Hoel explains in his report that this could be viewed as our brains attempting to generalize new input data (e.g. how to juggle) in our sleep to avoid overfitting. Similar to how you might cram for a test the night before and sleep on our textbook to help the knowledge sink in. While the book’s presence likely plays no role, sleeping after this kind of activity likely does, says Hoel.

If our brains didn’t look for new patterns and connections while we slept, we might only be able to answer questions we memorized instead of ace the entire test.

Dreaming may not just be a leftover artifact of our mental processes but instead a key component to how we learn.

Shutterstock

What are the ethical implications? One way this theory could be applied in the future, says Hoel, would be to harness this dream power in virtual reality dream experiences that could quickly restore mental acuity by creating a dream-like rest state for your mind without ever going to sleep.

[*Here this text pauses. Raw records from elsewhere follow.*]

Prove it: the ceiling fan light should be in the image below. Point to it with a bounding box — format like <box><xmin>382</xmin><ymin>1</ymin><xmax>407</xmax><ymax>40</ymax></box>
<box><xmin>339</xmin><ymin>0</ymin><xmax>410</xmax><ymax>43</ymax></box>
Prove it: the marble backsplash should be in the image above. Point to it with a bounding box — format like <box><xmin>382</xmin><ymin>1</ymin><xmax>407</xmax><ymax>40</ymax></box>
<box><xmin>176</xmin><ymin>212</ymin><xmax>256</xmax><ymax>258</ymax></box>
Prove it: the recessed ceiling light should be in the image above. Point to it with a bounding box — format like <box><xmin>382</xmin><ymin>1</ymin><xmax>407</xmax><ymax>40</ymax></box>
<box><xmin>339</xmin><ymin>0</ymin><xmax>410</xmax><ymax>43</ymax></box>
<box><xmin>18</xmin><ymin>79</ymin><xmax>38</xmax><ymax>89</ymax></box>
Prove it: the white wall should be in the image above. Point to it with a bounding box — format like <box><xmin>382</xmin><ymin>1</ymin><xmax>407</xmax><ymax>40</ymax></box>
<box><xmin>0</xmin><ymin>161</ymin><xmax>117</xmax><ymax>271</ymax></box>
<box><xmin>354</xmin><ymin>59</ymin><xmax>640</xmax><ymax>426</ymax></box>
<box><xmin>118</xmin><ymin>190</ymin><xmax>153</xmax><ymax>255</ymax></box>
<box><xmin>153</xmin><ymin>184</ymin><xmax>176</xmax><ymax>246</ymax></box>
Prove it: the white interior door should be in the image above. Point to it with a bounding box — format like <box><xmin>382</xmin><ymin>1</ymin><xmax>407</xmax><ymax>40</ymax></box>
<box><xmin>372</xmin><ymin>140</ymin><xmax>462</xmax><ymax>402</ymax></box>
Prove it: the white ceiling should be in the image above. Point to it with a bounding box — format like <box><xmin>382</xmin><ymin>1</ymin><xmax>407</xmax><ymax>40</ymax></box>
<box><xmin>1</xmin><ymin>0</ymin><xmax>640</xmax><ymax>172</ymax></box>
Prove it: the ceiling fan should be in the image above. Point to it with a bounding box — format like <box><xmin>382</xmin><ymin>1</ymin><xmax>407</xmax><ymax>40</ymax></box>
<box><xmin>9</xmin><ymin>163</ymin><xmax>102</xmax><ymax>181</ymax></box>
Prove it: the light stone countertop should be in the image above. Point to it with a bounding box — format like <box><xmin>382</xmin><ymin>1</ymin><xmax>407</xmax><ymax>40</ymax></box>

“Why don't we take someone who’s sleep-deprived and see if maybe alleviate some of their sleep-deprivation by feeding them dreamlike experiences,” says Hoel. “One example might be like a very dreamlike VR experience that you give to a fighter pilot who has to be awake for a long time.”

While this might sound like something straight out of science fiction, Hoel says it actually may be similar to how we watch movies and TV today. In fact, Hoel points out that this inherent draw to visual storytelling may itself be originally driven by the narratives we write in our dreams.

What’s next? It’s still early days for the Overfitted Brain Hypothesis, but Hoel says the next steps are to design experiments to more closely explore exactly how this plays out in the human mind. And just as A.I. inspired this new insight into the brain, Hoel says that new information learned about the hypothesis can also be reintroduced into A.I. learning as well.

“Now that we have an explicit and kind of formal proposal as a hypothesis, we can... kind of go the other way and use information that we have about dreaming to craft techniques to avoid overfitting in artificial neural networks,” says Hoel. “That will be very exciting.”